L'eau de mer, contrairement à l'eau douce, présente de nombreux inconvénients. (Difficile à appréhender, l'électrolyse ou corrosion galvanique s'attaque aux métaux. Ce phénomène électrochimique qui aboutit à une oxydation rapide des pièces en métal, donc à leur destruction).
Sans dépendance à l'eau, le stockage des Enr avec l'air comprimé pourrait permettrait la désalinisation de l'eau de mer 24h24 à un prix plus compétitif qu'avec n'importe quelle autre énergie.
L'air comprimé est la seule énergie à n'avoir aucune incidence sur le réchauffement. Et et la seule énergie qu'on peut utiliser dans tous les processus industriels, sans produire de pollution ou avoir d'impact sur le réchauffement.
S'intéresser au stockage par air comprimé ,c'est avoir une chance de réduire le réchauffement qui nous menace tous ! Soit directement par l'augmentation de la température de l'atmosphère ! Soit indirectement par les effets de la chaleur sur la transformation du climat et des catastrophes qui lui sont liées . De ce fait personne n'est à l'abri.!

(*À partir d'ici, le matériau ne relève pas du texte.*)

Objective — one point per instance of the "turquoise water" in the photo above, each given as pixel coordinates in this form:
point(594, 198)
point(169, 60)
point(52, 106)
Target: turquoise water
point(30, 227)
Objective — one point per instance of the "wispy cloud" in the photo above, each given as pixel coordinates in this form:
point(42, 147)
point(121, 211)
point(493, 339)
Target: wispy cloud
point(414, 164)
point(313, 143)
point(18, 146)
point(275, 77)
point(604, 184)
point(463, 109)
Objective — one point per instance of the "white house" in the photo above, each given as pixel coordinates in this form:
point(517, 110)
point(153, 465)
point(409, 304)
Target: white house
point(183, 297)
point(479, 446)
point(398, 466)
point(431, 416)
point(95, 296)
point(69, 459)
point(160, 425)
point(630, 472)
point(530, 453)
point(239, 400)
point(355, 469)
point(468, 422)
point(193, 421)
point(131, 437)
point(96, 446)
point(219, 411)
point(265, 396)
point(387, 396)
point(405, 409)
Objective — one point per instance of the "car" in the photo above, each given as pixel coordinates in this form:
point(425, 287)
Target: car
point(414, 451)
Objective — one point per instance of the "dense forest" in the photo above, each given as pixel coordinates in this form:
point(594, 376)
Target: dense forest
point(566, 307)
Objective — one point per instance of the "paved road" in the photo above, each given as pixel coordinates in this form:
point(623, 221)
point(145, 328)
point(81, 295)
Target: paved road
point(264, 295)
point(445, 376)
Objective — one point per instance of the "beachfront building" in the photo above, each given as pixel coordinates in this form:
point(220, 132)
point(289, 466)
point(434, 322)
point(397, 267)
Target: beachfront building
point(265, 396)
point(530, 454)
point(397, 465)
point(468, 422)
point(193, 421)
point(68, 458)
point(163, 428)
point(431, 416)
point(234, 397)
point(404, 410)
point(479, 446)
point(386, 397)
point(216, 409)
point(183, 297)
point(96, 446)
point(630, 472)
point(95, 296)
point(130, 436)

Quand je pense qu'on dépense des milliards pour faire des COP qui ne servent à rien, et que l'Etat Français est incapable de mettre quelques millions dans une étude de projet. On peut désespérer des prétendues élites qui nous gouvernent !
Ce qui est dommage avec les projets de STEP actuels et aussi et surtout avec la façon dont ils sont mentionnés pour le "Grand Public" est leur vocation unique - ie : uniquement énergétique !!!
Et pourtant les STEP amènent énormément que ce soit en service système pour un réseau avec des machines tournantes en pompage et surtout en turbinage d'une part, mais aussi (comme pour El Hierro et Ikaria) des usages de stockage d'eau en des lieux où celle-ci manque une partie de l'année ! Faire d'un coté des retenues collinaires (ou des méga-bassines) pour stocker de l'eau et d'un autre des STEP n'auraient pas de sens. Faire les 2 ensemble en a... Et cela risque d'être l'avenir avec le développement massif des ENRi...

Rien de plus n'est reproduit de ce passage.